Here $A$ and $S$ have the same dimensions as the sample covariance matrix. (This is a different $S$ to the one I mentioned above—don’t be confused yet.)

$A$ contains the (assymetric) path estimates, $S$ contains the (symmetric) covariances and residual variances (the latter seem to be squared—why?), and $F$ is the so called filter matrix which marks which variables are measured variables. ($I$ is the identity matrix and $M'$ is the transpose of $M$.)

I don’t quite get WHY the implied matrix is plugged together this way, but onwards…

So now we have a $C$. Take $S$ again—the sample covariance matrix. Loehlin gives a number of different criterion measures which tell you how far off $C$ is. I’m playing with SEM in R so let’s see what John Fox’s package does… SEEMS to be this one:

$\mbox{tr}(SC^{-1}) + \mbox{log}(|C|) - \mbox{log}(|S|) - n$

where $\mbox{tr}$ is the trace of a matrix and is the sum of the diagonal, and $|M|$ is the determinant of $M$. Oh and $n$ is the number of observed variables.

The R code for this (pulled and edited from the null $\chi^2$ calculation in the sem fit function) is

sum(diag(S %*% solve(C))) + log(det(C)) – log(det(S)) – n

Here you can see trace is implemented as a sum after a diag.

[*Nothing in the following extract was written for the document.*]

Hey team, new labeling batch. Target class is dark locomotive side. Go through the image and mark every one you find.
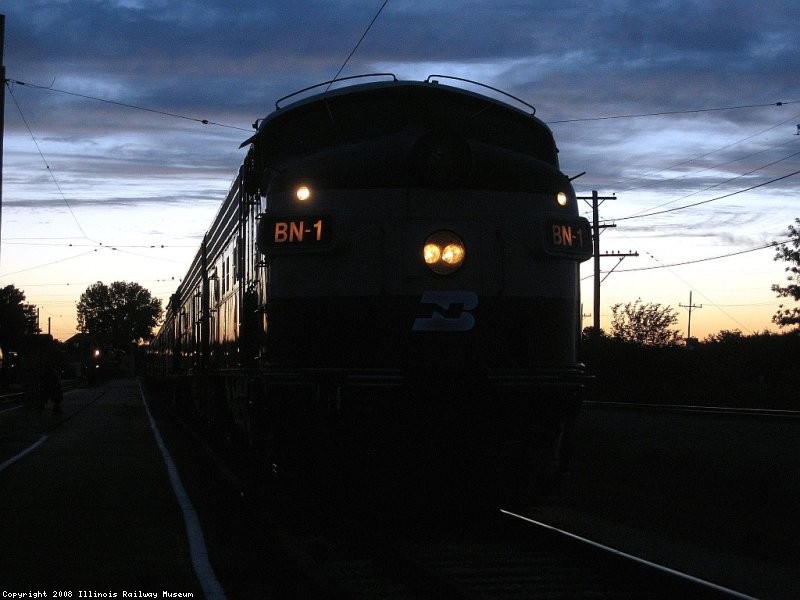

The solve function applied to only one matrix (as here) gives you the inverse of the matrix.

Let’s have a quick poke around with the sem package using a simple linear regression:

require(sem)

N=100

x1 = rnorm(N, 20, 20)
x2 = rnorm(N, 50, 10)
x3 = rnorm(N, 100, 15)
e = rnorm(N,0,100)

y = 2*x1 – 1.2*x2 + 1.5*x3 + 40 + e

thedata = data.frame(x1,x2,x3,y)

mod1 = specify.model()
y <->y, e.y, NA
x1 <->x1, e.x1, NA
x2 <->x2, e.x2, NA
x3 <->x3, e.x3, NA
y <- x1, bx1, NA
y <- x2, bx2, NA
y <- x3, bx3, NA

sem1 = sem(mod1, cov(thedata), N=dim(thedata)[1], debug=T)
summary(sem1)

When I ran this, the model $\chi^2 = 4.6454$.

The $S$ and $C$ matrices can be extracted using

sem1$S sem1$C

Then plugging these into the formula …

N = 100
n = 4

S = sem1$S C = sem1$C

(N – 1) *
(sum(diag(S %*% solve(C))) + log(det(C))-log(det(S)) – n)

… gives… 4.645429.

One other thing: to get the null $\chi^2$ you just set $C$ as the diagonal of $S$.

Next up, would be nice to build $C$ by hand for particular model and its parameter estimates…

Reference

Loehlin, J. C. (2004). Latent Variable Models (4th ed). LEA, NJ, USA.